The juvenile court then proceeded to adjudicate the dependency petition, again over counsel's objection that Heriberto was absent. Based on several DCFS reports, the arrest report, and the police follow-up report, the court sustained the dependency petition, maintained Jesusa in Paul's custody, permitted the mother to have unmonitored visits with her child and granted her reunification services, and ordered Heriberto to have no contact with the child.

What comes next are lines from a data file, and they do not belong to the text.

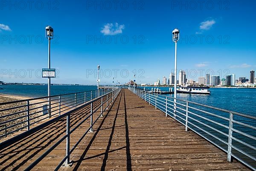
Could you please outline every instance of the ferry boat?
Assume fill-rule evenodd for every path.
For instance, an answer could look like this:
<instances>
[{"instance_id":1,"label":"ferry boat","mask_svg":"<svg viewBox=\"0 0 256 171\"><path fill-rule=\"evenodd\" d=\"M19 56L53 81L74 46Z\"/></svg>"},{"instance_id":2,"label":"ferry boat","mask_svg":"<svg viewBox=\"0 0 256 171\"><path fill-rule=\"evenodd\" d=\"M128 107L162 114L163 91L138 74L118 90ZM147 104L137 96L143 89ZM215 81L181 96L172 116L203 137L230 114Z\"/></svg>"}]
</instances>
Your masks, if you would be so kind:
<instances>
[{"instance_id":1,"label":"ferry boat","mask_svg":"<svg viewBox=\"0 0 256 171\"><path fill-rule=\"evenodd\" d=\"M177 89L177 93L190 94L209 94L211 93L209 87L196 87L180 86Z\"/></svg>"}]
</instances>

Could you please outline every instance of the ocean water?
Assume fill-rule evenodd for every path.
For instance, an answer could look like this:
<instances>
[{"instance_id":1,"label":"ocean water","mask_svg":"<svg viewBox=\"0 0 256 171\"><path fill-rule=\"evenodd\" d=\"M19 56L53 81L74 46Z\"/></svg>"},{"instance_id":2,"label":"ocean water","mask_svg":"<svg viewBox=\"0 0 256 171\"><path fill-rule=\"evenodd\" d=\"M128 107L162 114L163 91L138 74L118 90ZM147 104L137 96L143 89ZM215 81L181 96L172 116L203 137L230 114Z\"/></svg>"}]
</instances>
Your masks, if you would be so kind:
<instances>
[{"instance_id":1,"label":"ocean water","mask_svg":"<svg viewBox=\"0 0 256 171\"><path fill-rule=\"evenodd\" d=\"M0 94L6 94L32 98L45 97L48 94L47 85L0 85ZM96 86L52 85L51 95L82 92L97 89Z\"/></svg>"},{"instance_id":2,"label":"ocean water","mask_svg":"<svg viewBox=\"0 0 256 171\"><path fill-rule=\"evenodd\" d=\"M144 87L141 87L140 88L143 90L144 89ZM153 90L154 88L154 87L153 87ZM169 87L163 87L158 88L161 90L169 91ZM145 90L151 90L151 88L152 87L146 87ZM173 88L173 90L174 90ZM218 88L210 88L210 90L211 92L210 95L177 93L177 98L181 100L193 101L200 104L206 104L222 109L235 111L240 113L245 114L251 116L256 116L256 107L255 107L256 106L256 89ZM174 94L157 95L159 99L157 101L157 107L160 109L161 109L164 112L166 111L166 106L164 103L166 96L173 97ZM161 99L161 98L163 98L163 99ZM151 103L154 104L154 103L155 103L154 95L151 95ZM161 100L163 101L161 101ZM171 100L172 101L173 100ZM179 117L177 116L176 119L180 122L184 124L184 120L186 119L186 117L184 115L180 114L180 113L186 114L186 102L179 100L177 101L177 102L183 104L183 106L177 104L177 107L178 107L179 108L177 109L177 110L179 112L177 112L176 115ZM173 108L173 106L172 106L172 104L172 104L172 103L169 102L169 104L170 104L168 105L168 107ZM228 119L230 117L230 113L229 113L189 103L189 105L198 109L213 113L218 116L225 117L227 119ZM169 109L169 108L168 109ZM173 113L172 112L172 110L169 110L167 112L167 113L171 116L174 116ZM206 118L208 119L210 119L214 122L222 124L225 125L227 128L228 128L229 125L228 120L213 116L191 108L189 108L189 111L197 115L196 116L192 114L192 113L189 113L189 117L188 118L188 120L190 123L189 122L188 125L190 128L193 129L194 130L199 133L201 135L203 135L208 139L214 142L216 144L223 148L223 149L225 150L227 149L227 145L221 141L222 140L227 142L227 136L218 132L215 130L221 131L224 134L226 134L226 135L228 135L228 129L221 126L209 120L207 120L202 118L202 117ZM255 127L256 127L256 122L255 120L253 119L234 115L233 119L244 124L247 124ZM197 121L197 120L199 122ZM213 130L212 128L206 126L204 124L211 127L212 128L215 129L215 130ZM198 128L195 127L195 125L202 128L204 131ZM239 131L245 133L249 136L250 135L254 137L256 137L256 131L254 129L249 128L235 123L233 124L233 128ZM216 138L210 136L209 134L206 133L205 131L210 133L212 135L215 136ZM256 140L250 138L247 136L243 136L235 131L233 131L233 136L253 146L256 146ZM253 157L256 157L255 151L250 148L249 147L234 140L233 140L232 144L235 147L239 148L240 150L243 150L245 153L251 155ZM234 149L232 149L232 153L239 157L242 159L244 161L250 163L251 165L253 166L253 167L256 168L256 163L255 162L255 161L253 159L248 158L247 157L245 156L240 152Z\"/></svg>"},{"instance_id":3,"label":"ocean water","mask_svg":"<svg viewBox=\"0 0 256 171\"><path fill-rule=\"evenodd\" d=\"M140 88L143 90L144 87ZM145 87L146 90L154 87ZM169 87L156 87L163 91ZM172 88L174 90L174 88ZM177 98L256 116L256 89L211 88L210 95L177 93ZM174 95L165 96L173 97Z\"/></svg>"},{"instance_id":4,"label":"ocean water","mask_svg":"<svg viewBox=\"0 0 256 171\"><path fill-rule=\"evenodd\" d=\"M0 85L0 88L3 89L0 90L0 94L22 96L29 97L45 97L47 96L47 85ZM141 87L140 88L143 90L144 87ZM152 87L145 87L145 88L146 90L151 90ZM169 87L163 87L158 88L161 90L169 91ZM52 96L58 95L69 93L90 91L91 90L96 90L96 89L97 87L96 86L54 85L51 86L51 94ZM172 90L174 90L173 88ZM219 88L210 88L210 90L211 92L210 95L177 93L177 98L182 100L195 102L199 104L256 116L256 107L255 107L256 106L256 89ZM160 95L158 96L160 97L161 96L161 95ZM168 94L164 95L163 96L167 96L173 97L174 95ZM151 100L152 100L154 97L152 96L151 96ZM177 102L180 103L183 103L181 101L178 101ZM158 101L157 102L159 106L162 106L163 108L164 108L165 109L165 106L163 104L161 104L161 101ZM184 103L183 104L185 104ZM191 104L189 104L189 106L215 114L218 116L221 116L227 118L229 117L229 113L228 113L213 109L209 109L204 107L201 107L198 105L193 105ZM172 107L171 105L169 105L169 107ZM181 106L180 107L186 110L186 107L184 108L184 107ZM206 114L205 113L191 109L189 109L189 110L190 111L197 113L201 116L205 117L228 127L229 122L228 121L223 120L218 117L213 117ZM179 110L179 111L184 113L184 110ZM203 119L201 118L195 116L191 114L189 115L192 118L197 119L205 124L207 124L212 128L219 130L226 134L228 134L228 129L224 128L219 125ZM181 115L180 115L180 116L183 119L185 118L184 116ZM256 122L254 120L247 119L246 118L245 119L239 116L234 116L234 119L236 121L256 127ZM180 118L177 118L177 119L181 122L184 123L183 121ZM189 124L189 126L191 128L192 128L201 134L204 135L209 139L214 142L224 149L227 148L227 145L219 141L219 139L222 139L225 142L227 142L227 136L219 133L216 131L213 131L209 128L205 127L201 124L198 122L197 123L191 118L189 118L189 120L192 123L195 124L201 128L203 128L205 130L210 132L218 138L217 139L212 138L211 136L209 136L209 135L206 134L205 132L202 131L201 130L197 129L192 125L191 125L191 124ZM239 130L246 133L249 135L256 136L256 131L254 129L248 128L235 124L233 127L234 128ZM248 137L241 136L236 133L233 132L233 136L242 140L246 143L248 143L253 146L255 146L255 145L256 144L256 141L252 140ZM233 141L233 144L253 157L256 157L256 153L255 153L255 151L251 150L248 147L242 145L238 142L236 142L234 140ZM246 162L250 163L253 167L256 167L256 164L255 163L254 160L249 159L247 157L234 150L233 150L233 153L237 155L239 157L243 159Z\"/></svg>"}]
</instances>

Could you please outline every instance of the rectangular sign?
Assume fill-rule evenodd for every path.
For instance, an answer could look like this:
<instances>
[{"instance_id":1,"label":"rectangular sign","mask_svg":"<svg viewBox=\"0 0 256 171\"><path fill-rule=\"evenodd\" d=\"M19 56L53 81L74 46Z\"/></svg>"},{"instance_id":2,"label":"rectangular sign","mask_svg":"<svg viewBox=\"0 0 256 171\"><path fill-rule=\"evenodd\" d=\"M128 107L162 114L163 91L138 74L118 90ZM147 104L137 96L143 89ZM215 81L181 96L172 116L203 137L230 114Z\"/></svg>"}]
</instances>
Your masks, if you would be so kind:
<instances>
[{"instance_id":1,"label":"rectangular sign","mask_svg":"<svg viewBox=\"0 0 256 171\"><path fill-rule=\"evenodd\" d=\"M42 77L43 78L55 78L55 69L43 68L42 69Z\"/></svg>"}]
</instances>

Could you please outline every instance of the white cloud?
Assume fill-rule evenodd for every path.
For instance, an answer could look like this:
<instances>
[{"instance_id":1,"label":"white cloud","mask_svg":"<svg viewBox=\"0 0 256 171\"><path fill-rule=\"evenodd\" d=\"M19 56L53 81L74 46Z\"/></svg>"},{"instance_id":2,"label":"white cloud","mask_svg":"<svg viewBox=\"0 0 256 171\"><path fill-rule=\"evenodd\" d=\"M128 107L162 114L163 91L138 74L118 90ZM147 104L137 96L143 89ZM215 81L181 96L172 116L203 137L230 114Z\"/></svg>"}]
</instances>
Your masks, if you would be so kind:
<instances>
[{"instance_id":1,"label":"white cloud","mask_svg":"<svg viewBox=\"0 0 256 171\"><path fill-rule=\"evenodd\" d=\"M214 20L207 20L200 23L200 28L201 30L207 30L212 28L213 24L216 23Z\"/></svg>"},{"instance_id":2,"label":"white cloud","mask_svg":"<svg viewBox=\"0 0 256 171\"><path fill-rule=\"evenodd\" d=\"M207 67L209 65L208 64L208 62L202 62L201 63L196 64L195 66L197 67Z\"/></svg>"},{"instance_id":3,"label":"white cloud","mask_svg":"<svg viewBox=\"0 0 256 171\"><path fill-rule=\"evenodd\" d=\"M1 30L6 31L12 31L12 30L11 29L10 29L10 27L8 26L3 24L0 24L0 30Z\"/></svg>"},{"instance_id":4,"label":"white cloud","mask_svg":"<svg viewBox=\"0 0 256 171\"><path fill-rule=\"evenodd\" d=\"M108 23L102 29L100 32L104 35L116 35L122 33L122 30L125 29L125 25L119 25L117 23L114 25L112 23Z\"/></svg>"},{"instance_id":5,"label":"white cloud","mask_svg":"<svg viewBox=\"0 0 256 171\"><path fill-rule=\"evenodd\" d=\"M230 67L231 68L249 68L250 67L252 67L251 65L249 65L247 64L243 64L241 65L231 65L230 66Z\"/></svg>"}]
</instances>

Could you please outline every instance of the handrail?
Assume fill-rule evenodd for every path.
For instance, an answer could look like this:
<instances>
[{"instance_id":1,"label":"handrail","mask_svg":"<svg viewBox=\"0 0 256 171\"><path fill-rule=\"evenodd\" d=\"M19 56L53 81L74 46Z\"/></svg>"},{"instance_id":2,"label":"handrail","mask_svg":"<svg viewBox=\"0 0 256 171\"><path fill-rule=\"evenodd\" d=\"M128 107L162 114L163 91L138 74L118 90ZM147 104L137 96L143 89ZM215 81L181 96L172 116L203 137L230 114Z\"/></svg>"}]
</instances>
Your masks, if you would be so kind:
<instances>
[{"instance_id":1,"label":"handrail","mask_svg":"<svg viewBox=\"0 0 256 171\"><path fill-rule=\"evenodd\" d=\"M28 130L30 125L35 123L58 114L59 116L113 90L112 89L96 90L0 103L2 107L0 111L6 112L0 116L0 118L4 118L0 123L0 139L19 131L20 128L24 128L26 123ZM37 100L44 101L35 101ZM49 104L50 101L52 102ZM12 104L12 106L8 107L7 105L9 104Z\"/></svg>"},{"instance_id":2,"label":"handrail","mask_svg":"<svg viewBox=\"0 0 256 171\"><path fill-rule=\"evenodd\" d=\"M56 118L53 118L52 119L49 120L46 122L44 122L42 124L39 125L32 128L20 134L15 136L12 138L8 139L7 140L0 143L0 150L4 149L4 148L7 147L14 143L17 142L18 141L26 138L26 137L32 135L32 133L41 130L44 128L47 127L50 125L55 123L60 120L63 119L65 117L66 117L67 124L67 132L66 135L61 138L58 142L53 144L51 147L45 152L44 152L42 155L41 155L38 158L34 161L29 165L25 169L26 171L30 170L31 169L33 168L37 164L38 164L42 159L43 159L47 154L53 150L56 147L65 139L66 140L66 155L62 159L61 161L59 163L58 166L57 166L55 170L57 170L62 165L64 162L65 162L65 165L68 165L70 164L70 154L73 151L74 149L78 145L79 143L81 142L81 139L84 137L87 133L93 131L93 127L95 124L97 120L101 116L103 116L103 112L104 112L106 109L108 109L109 106L111 104L112 102L113 102L115 100L116 97L118 96L118 94L121 91L121 89L120 88L115 88L113 90L110 90L108 89L107 91L105 91L105 93L101 93L101 96L99 96L96 97L94 99L92 99L91 100L86 101L85 103L83 102L83 104L82 104L77 107L73 109L64 113L63 113ZM103 91L102 91L103 92ZM91 95L92 93L91 93ZM105 100L103 100L104 99ZM99 102L99 101L100 101ZM101 102L100 102L101 101ZM93 110L93 104L97 103L99 103L99 106ZM72 130L70 130L70 115L75 112L76 111L82 108L85 106L87 106L88 105L90 104L90 114L86 116L85 118L78 125L73 128ZM104 105L105 109L103 109L103 106ZM94 122L93 122L93 114L97 111L100 108L101 109L101 113L97 117L97 119ZM87 130L85 131L85 133L83 135L82 137L79 139L79 140L77 142L76 145L72 148L71 150L70 149L70 136L75 130L77 129L80 125L81 125L83 123L87 120L89 118L90 118L91 121L90 124L90 126L88 128Z\"/></svg>"},{"instance_id":3,"label":"handrail","mask_svg":"<svg viewBox=\"0 0 256 171\"><path fill-rule=\"evenodd\" d=\"M231 162L232 158L235 158L256 171L256 126L252 125L256 123L256 117L140 89L129 89L155 106L156 109L165 113L166 116L169 116L183 125L186 131L188 129L192 130L226 152L228 161ZM176 99L178 102L171 99ZM214 113L218 111L228 115L228 117ZM246 128L247 131L239 130L241 128ZM240 139L244 137L250 140ZM232 142L232 140L235 141ZM241 157L241 155L244 157Z\"/></svg>"}]
</instances>

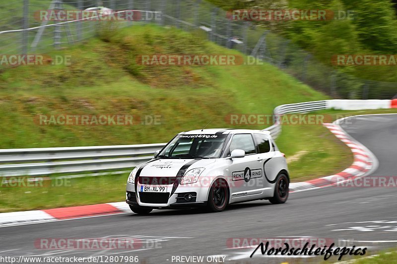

Heriberto appealed. The Court of Appeal affirmed in part and reversed in part in a published opinion. The appellate court affirmed the order identifying Paul as Jesusa's presumed father but reversed the order sustaining the dependency petition, reasoning that the lower court had lacked jurisdiction under Penal Code section 2625, subdivision (d) to adjudicate the petition in Heriberto's absence. Because this construction of section 2625 created a conflict with two other published decisions, In re Rikki D. (1991) 227 Cal.App.3d 1624, 278 Cal.Rptr. 565 (Rikki D.) and In re Axsana S. (2000) 78 Cal.App.4th 262, 92 Cal.Rptr.2d 701 (Axsana S.), and presented other important issues concerning presumed fatherhood, we granted review.


Although Heriberto was represented by counsel at the presumed fatherhood hearing, he claims the trial court violated Penal Code section 2625 and due process by proceeding in his absence. The Court of Appeal, relying on the fact that Heriberto was represented at the hearing by counsel, correctly rejected this claim.